まさに世紀の大工事となった丹那トンネル。それは、工期は9年も延び、67名もの死者を出した一大工事だったのです。今から、80年以上も前にこの静岡の地でどれほどの難工事が行われたのか、以下で詳しく紹介します!!

工期は7年から16年に

▲電車から見た丹那トンネル入り口
明治43年に、熱海・三島間隧道建設計画が始まりました。当時の鉄道省はこの工事を鹿島組(現:鹿島建設)に発注しました。
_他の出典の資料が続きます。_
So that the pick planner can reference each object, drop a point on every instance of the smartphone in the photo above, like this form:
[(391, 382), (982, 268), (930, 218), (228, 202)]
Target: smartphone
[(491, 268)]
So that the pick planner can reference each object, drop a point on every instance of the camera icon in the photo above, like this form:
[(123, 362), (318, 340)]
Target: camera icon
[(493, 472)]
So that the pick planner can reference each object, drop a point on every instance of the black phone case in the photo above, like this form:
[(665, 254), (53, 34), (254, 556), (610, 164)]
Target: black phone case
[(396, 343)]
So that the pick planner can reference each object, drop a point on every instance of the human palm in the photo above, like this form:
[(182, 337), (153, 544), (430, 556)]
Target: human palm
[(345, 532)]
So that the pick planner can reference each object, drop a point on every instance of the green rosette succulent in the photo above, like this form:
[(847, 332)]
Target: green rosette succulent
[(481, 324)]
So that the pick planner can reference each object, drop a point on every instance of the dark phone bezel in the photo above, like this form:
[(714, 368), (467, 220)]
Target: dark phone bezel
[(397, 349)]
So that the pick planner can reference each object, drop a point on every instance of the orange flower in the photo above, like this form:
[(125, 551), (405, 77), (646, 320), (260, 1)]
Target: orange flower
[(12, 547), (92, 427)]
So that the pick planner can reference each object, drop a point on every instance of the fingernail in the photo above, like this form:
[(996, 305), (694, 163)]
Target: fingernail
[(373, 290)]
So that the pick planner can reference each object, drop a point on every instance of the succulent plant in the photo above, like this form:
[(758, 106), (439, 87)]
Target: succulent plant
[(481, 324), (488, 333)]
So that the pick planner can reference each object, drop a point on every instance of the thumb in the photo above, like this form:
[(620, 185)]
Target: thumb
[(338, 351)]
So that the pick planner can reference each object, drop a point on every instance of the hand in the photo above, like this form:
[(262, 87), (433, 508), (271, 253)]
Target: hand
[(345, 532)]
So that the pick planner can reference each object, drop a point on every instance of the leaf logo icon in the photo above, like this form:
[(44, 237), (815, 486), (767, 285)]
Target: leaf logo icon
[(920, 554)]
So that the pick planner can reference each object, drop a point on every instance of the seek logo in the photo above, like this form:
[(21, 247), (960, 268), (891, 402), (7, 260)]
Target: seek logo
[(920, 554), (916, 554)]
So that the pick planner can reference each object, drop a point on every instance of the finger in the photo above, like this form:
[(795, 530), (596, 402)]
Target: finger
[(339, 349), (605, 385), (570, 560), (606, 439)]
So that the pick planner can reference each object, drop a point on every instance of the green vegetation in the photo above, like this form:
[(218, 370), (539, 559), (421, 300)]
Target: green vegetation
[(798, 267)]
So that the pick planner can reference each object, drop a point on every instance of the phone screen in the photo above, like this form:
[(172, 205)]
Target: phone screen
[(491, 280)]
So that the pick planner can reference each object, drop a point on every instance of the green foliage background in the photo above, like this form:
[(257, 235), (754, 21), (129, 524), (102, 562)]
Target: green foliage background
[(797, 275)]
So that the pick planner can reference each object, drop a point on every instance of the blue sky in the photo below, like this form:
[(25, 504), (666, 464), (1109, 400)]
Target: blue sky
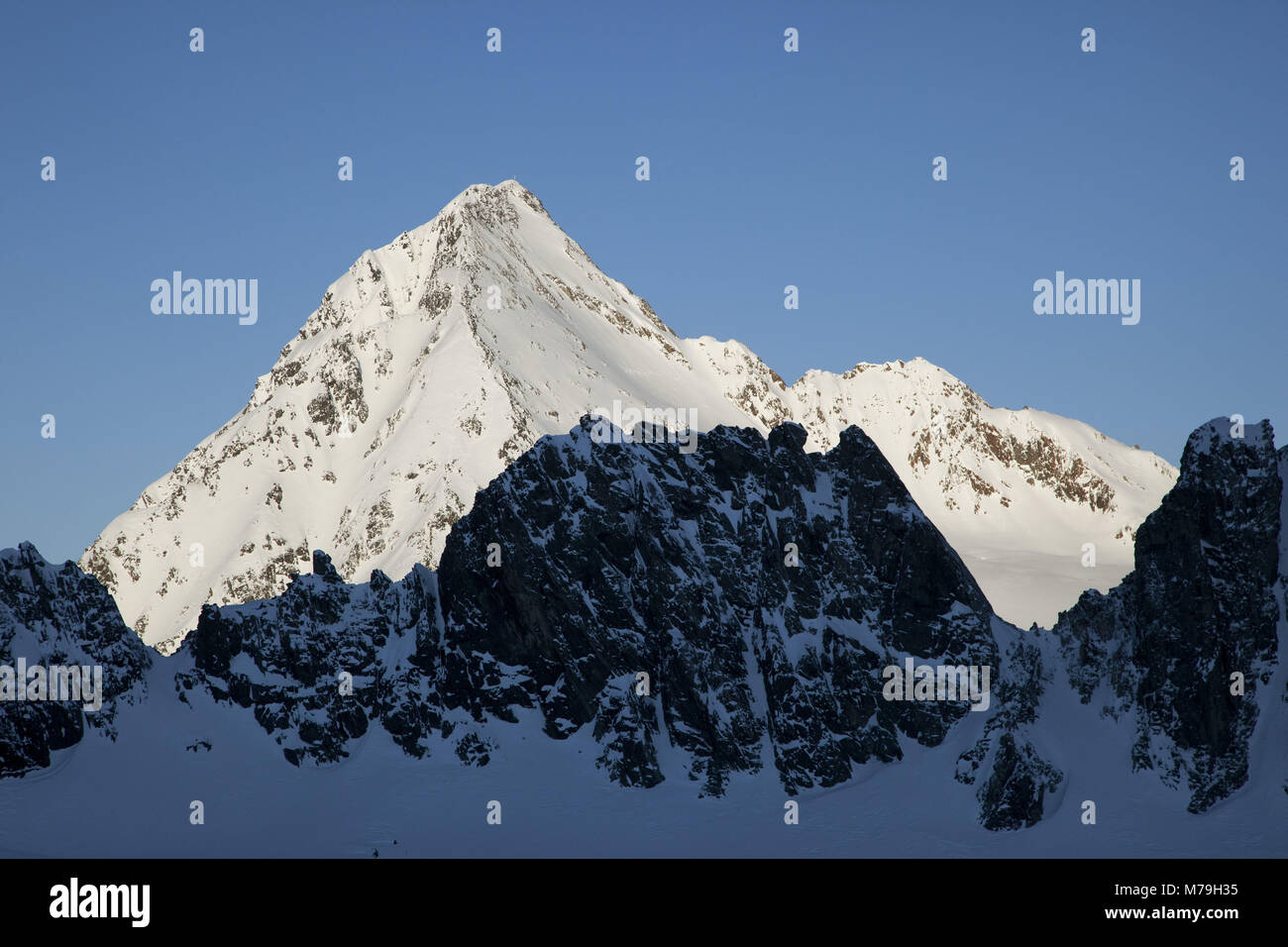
[(768, 169)]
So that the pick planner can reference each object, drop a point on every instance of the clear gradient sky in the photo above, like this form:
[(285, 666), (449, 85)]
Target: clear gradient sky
[(767, 169)]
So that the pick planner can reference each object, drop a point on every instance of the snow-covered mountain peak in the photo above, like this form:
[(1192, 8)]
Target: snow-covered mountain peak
[(437, 360)]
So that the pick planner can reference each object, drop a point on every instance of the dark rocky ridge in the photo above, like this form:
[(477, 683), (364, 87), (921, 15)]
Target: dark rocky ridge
[(626, 560), (56, 615), (1199, 605)]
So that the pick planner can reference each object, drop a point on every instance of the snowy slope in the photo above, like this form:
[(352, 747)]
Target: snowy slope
[(443, 356)]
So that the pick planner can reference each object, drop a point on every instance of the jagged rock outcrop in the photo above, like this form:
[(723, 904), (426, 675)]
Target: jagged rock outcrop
[(755, 590), (56, 617), (1199, 607), (726, 613)]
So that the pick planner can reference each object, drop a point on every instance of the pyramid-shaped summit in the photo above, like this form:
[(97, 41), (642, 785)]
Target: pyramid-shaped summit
[(439, 359)]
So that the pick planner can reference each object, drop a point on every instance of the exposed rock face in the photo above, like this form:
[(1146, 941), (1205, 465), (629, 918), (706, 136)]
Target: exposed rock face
[(712, 615), (618, 561), (59, 616), (1199, 607)]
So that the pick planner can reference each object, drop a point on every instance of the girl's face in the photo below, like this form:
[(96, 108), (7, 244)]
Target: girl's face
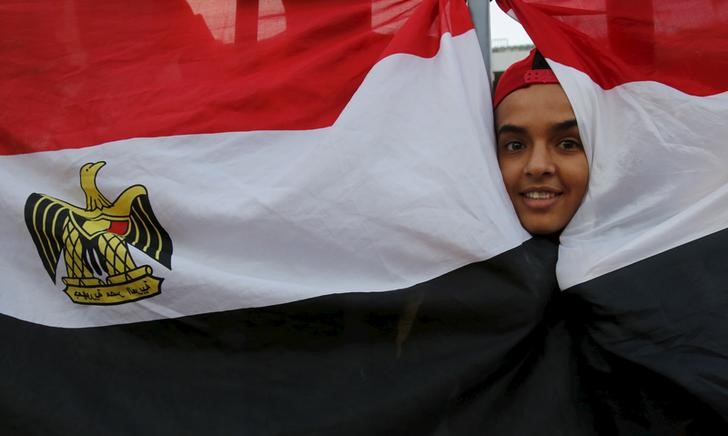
[(541, 157)]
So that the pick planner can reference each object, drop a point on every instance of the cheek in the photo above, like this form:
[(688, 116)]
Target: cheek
[(510, 171), (577, 175)]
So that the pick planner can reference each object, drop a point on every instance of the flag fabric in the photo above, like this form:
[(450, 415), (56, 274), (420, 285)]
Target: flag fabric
[(643, 260), (264, 217)]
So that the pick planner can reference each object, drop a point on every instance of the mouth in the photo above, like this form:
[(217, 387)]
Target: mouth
[(540, 195), (540, 198)]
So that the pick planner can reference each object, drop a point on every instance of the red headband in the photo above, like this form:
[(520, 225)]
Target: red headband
[(520, 75)]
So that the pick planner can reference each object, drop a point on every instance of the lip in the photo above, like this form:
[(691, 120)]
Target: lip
[(540, 197)]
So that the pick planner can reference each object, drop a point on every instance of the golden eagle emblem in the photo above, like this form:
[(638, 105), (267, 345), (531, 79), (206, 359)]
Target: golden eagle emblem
[(93, 240)]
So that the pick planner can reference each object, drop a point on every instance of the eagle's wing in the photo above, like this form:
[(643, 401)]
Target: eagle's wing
[(45, 217), (146, 233)]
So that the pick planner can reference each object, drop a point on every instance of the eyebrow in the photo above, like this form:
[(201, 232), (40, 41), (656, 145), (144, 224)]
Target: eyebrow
[(561, 126), (565, 125), (510, 128)]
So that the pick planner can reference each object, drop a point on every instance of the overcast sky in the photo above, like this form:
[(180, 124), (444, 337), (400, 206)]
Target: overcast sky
[(504, 30)]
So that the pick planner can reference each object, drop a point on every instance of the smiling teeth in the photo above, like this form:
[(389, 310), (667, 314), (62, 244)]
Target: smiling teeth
[(540, 195)]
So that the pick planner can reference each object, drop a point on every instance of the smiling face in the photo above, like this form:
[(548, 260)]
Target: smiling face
[(541, 157)]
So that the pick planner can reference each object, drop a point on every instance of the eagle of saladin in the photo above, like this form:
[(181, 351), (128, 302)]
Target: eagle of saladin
[(94, 241)]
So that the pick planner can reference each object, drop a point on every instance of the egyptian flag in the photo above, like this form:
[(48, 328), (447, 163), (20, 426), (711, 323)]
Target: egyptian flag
[(644, 260), (266, 217)]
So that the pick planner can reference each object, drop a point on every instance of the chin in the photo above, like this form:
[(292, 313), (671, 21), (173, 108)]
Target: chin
[(543, 229)]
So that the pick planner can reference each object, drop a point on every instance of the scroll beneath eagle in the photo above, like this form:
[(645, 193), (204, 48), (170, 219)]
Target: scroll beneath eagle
[(94, 241)]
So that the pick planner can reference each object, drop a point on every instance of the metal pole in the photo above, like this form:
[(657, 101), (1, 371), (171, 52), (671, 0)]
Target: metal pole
[(480, 12)]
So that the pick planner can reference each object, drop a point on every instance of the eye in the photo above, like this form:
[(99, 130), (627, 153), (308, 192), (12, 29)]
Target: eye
[(570, 144), (513, 146)]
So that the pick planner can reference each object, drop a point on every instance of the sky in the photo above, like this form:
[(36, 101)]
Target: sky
[(504, 30)]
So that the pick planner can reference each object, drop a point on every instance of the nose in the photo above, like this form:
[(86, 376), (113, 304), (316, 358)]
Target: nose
[(540, 162)]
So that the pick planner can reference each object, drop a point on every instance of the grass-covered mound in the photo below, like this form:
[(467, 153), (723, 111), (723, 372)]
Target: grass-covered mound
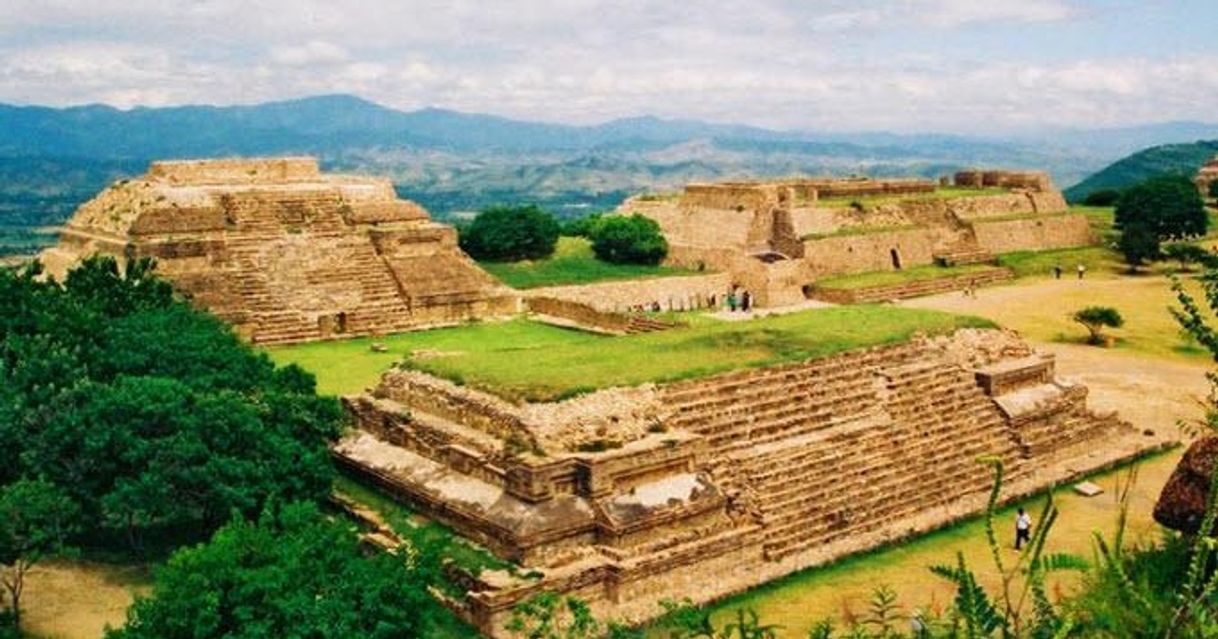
[(524, 359), (571, 263)]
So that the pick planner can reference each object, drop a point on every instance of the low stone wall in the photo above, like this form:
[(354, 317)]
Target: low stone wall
[(235, 171), (870, 251), (579, 314), (672, 293), (914, 289), (1033, 234)]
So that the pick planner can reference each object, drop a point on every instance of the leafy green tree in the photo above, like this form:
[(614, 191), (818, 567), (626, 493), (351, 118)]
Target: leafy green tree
[(37, 521), (1095, 319), (629, 240), (1102, 197), (152, 416), (507, 234), (1138, 244), (1169, 206), (289, 575)]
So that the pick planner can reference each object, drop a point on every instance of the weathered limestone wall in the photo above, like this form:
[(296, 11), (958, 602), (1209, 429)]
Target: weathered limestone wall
[(872, 251), (285, 253), (676, 292), (750, 475), (1039, 234), (238, 171)]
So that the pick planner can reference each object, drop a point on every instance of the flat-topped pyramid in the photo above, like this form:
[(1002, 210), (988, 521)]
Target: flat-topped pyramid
[(284, 252)]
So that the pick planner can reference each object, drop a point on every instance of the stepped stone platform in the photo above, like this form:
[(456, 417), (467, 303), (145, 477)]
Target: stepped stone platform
[(914, 289), (703, 488), (776, 239), (284, 252)]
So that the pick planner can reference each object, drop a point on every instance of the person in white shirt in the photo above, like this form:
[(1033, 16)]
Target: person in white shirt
[(1022, 528)]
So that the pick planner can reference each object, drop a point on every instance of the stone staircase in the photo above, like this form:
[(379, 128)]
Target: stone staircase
[(847, 446)]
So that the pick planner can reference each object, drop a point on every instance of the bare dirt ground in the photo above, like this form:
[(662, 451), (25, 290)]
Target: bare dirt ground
[(1147, 380), (78, 600)]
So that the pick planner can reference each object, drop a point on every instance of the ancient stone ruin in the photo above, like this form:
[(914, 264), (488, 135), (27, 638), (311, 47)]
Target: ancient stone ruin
[(1207, 175), (284, 252), (700, 488), (777, 237)]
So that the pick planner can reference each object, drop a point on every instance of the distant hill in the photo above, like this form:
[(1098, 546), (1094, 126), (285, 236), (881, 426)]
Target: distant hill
[(453, 163), (1184, 158)]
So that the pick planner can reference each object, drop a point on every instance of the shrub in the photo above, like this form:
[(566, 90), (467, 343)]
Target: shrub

その時の計画では工期は7年。
その後、1918年に工事が開始されました!工事が始まったばかりの時は、なんとまさかの手掘り(笑)そして、掘削したズリを運び出すには馬が使われましたが、暗闇を怖がり暴れることも。
この工事が長引いた原因は以下が挙げられます。
工事が長引いた要因

①そもそも時代が古く掘削技術が古かった
②超大量の出水があった
③丹那断層は非常に柔らかい地層で掘りづらかった
④工事中に伊豆大地震がおこった
①は、まあそうですよね。②に関しては後でも触れますがトンネル上部に位置する丹那盆地を渇水させるほど、このトンネル工事によって出水が発生しました!
③に関してですが、断層は本来硬い方が掘りやすいのですが、この断層は非常に柔らかい断層であったため、掘るのにかなりの時間がかかったという。なんと20m弱の断層突破に4年8ヶ月かかった箇所もあったという!!信じられん・・・。
④に関してはこの伊豆大地震によって、断層が2m40cmもずれたそうな。そしてこの地震の際には、5人がつぶされて亡くなったという。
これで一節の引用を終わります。